RHN 138/2023 | Call
Organisers: Luminiţa Gătejel, Merve Neziroğlu, Timm Schönfelder
2–4 May 2024, GWZO Leipzig, Germany
Deadline for submissions: 31 January 2024
Call for Papers:
Assessing the fluvial Anthropocene. Agency, materiality and culture in Eastern European hydroscapes
International Conference
The conference invites scholars from all disciplines to focus on human and non-human agency within cultural practices as they are determined by the materiality of water in a planetary age.
The world’s waters act as a powerful historical force in their own right, Nicholas B. Breyfogle and Mark Sokolsky recently stressed in their Readings in Water History (2020). This focus on materiality that puts the predominance of human agency into question has become a strong interest in historiography, with a variety of related transdisciplinary paradigms on offer like nature-culture, envirotechnical systems, or socio-natural sites.
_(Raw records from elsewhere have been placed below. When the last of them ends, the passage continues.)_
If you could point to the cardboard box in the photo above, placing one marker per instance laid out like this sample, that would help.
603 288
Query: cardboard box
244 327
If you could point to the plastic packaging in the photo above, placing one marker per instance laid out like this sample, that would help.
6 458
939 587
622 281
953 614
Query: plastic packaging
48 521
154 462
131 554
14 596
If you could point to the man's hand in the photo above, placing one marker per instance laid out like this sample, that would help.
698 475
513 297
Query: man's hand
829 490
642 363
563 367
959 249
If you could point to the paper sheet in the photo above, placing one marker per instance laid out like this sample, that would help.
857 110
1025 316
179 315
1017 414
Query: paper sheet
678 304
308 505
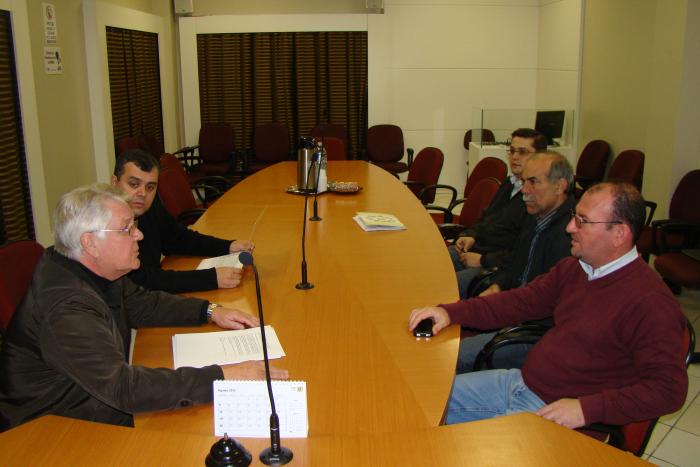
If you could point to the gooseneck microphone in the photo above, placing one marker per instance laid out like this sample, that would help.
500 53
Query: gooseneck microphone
305 284
276 454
They creatively frame societal changes and anthropogenic constants through time, in rare cases even offering a longue-durée perspective that leads from antiquity to the Anthropocene. In this supposed ‘age of humans’, whose agency is now seen as a geophysical force, water has become ever more coveted as a commodity with conflicts ensuing over its accessibility all across the globe. Here, much is still to be learned about water management in a diachronic approach that contrasts the ideas and ideals of empires, nation states and international institutions through (proto-)capitalist and socialist regimes in a world connecting.
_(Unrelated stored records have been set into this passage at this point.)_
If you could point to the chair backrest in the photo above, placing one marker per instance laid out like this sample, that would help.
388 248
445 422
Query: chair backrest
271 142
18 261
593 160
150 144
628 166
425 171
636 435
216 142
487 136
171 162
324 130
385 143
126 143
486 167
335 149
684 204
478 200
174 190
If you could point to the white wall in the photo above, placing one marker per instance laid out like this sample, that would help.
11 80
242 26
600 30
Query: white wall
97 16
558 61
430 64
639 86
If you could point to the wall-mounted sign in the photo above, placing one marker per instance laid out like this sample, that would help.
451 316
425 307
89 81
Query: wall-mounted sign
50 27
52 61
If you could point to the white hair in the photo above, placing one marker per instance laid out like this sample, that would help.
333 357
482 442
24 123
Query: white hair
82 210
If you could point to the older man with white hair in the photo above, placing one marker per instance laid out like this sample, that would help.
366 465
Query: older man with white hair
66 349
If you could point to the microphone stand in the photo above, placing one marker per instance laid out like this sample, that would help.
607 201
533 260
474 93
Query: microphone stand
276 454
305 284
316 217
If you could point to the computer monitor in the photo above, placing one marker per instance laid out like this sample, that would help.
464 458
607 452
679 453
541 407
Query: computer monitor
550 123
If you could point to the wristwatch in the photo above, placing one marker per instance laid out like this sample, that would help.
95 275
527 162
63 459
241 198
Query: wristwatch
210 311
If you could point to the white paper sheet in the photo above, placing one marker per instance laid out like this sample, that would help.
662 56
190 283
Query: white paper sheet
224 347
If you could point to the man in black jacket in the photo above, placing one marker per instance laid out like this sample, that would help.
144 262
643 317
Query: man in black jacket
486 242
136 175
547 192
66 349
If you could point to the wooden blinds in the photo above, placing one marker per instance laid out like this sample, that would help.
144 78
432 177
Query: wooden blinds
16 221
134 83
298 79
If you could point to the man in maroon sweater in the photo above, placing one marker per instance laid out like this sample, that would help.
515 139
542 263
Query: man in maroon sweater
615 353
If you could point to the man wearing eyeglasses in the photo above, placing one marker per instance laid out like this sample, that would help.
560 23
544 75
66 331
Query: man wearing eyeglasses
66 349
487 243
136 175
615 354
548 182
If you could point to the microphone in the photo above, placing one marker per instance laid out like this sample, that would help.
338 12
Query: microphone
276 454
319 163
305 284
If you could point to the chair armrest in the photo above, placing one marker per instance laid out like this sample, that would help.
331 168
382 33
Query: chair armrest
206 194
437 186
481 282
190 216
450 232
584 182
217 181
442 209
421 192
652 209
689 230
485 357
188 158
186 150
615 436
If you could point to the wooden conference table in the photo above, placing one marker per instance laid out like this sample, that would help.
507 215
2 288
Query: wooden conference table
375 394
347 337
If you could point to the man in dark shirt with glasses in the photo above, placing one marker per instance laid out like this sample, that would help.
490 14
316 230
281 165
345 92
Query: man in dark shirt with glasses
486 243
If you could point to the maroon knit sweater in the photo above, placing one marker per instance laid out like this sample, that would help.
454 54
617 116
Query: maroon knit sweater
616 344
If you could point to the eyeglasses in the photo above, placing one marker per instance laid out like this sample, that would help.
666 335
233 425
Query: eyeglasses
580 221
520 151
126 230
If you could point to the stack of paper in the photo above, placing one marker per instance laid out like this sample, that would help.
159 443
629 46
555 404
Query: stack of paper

With regard to Central Eastern, Eastern, and Southeastern Europe, the underlying legal, geopolitical, economic and ecological entanglements have caught the attention of scholars. This is also at the heart of the project Contested Waterway. Governance and Ecology on the Lower Danube, 1800–2018, which is the main sponsor of this conference. As discussed by Jens Ivo Engels and Julia Obertreis – among others – already in 2007, the “unique dual character as a resource and (transportation-)infrastructure” of water is a prerequisite to exercising power and control over local populations, curtailing their explicit agency. While such processes do not happen in a sociopolitical vacuum, it is the concrete materiality of water that has shaped fundamental ideologies of rule to a large degree. High-modernist engineering-cultures have since nurtured dreams of total control over space and nature, creating problematic path dependencies in the process. Such obtruding acts of spatialization do not only affect everyday practices of labor but also of leisure in shaping ways protagonists perceive their environment. By enacting shifts in aquatic regimes through specific “technologies of fixing” (Bhattacharyya, 2018) that assert claims to power through property rights and infrastructure, humans set the stage for a circular relationship in acting upon and reacting to the environment.
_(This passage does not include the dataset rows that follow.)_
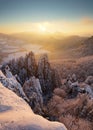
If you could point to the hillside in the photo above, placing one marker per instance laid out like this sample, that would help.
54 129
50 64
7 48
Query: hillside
15 114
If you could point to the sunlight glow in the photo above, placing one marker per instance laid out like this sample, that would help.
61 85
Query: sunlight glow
42 28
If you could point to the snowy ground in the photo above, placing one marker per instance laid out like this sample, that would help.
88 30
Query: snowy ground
15 114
Thus, the conference invites scholars from all disciplines to focus on human and non-human agency within cultural practices as they are determined by the materiality of water in a planetary age.
Possible topics may include, but are not limited to:
- Socio-political implications of hydro-infrastructures
- Transboundary flows of water and their management
- Gendered practices in power relations through time
- Urban-rural dichotomies in water usage and leisure
- Longue-durée evolutions and short-term catastrophes
- Eco-economic tensions between exploitation and restoration
Please send an abstract of about 300 words along with a short bio-note to timm.schoenfelder@leibniz-gwzo.de until January 31, 2024. Notifications of acceptance should be expected by mid-February.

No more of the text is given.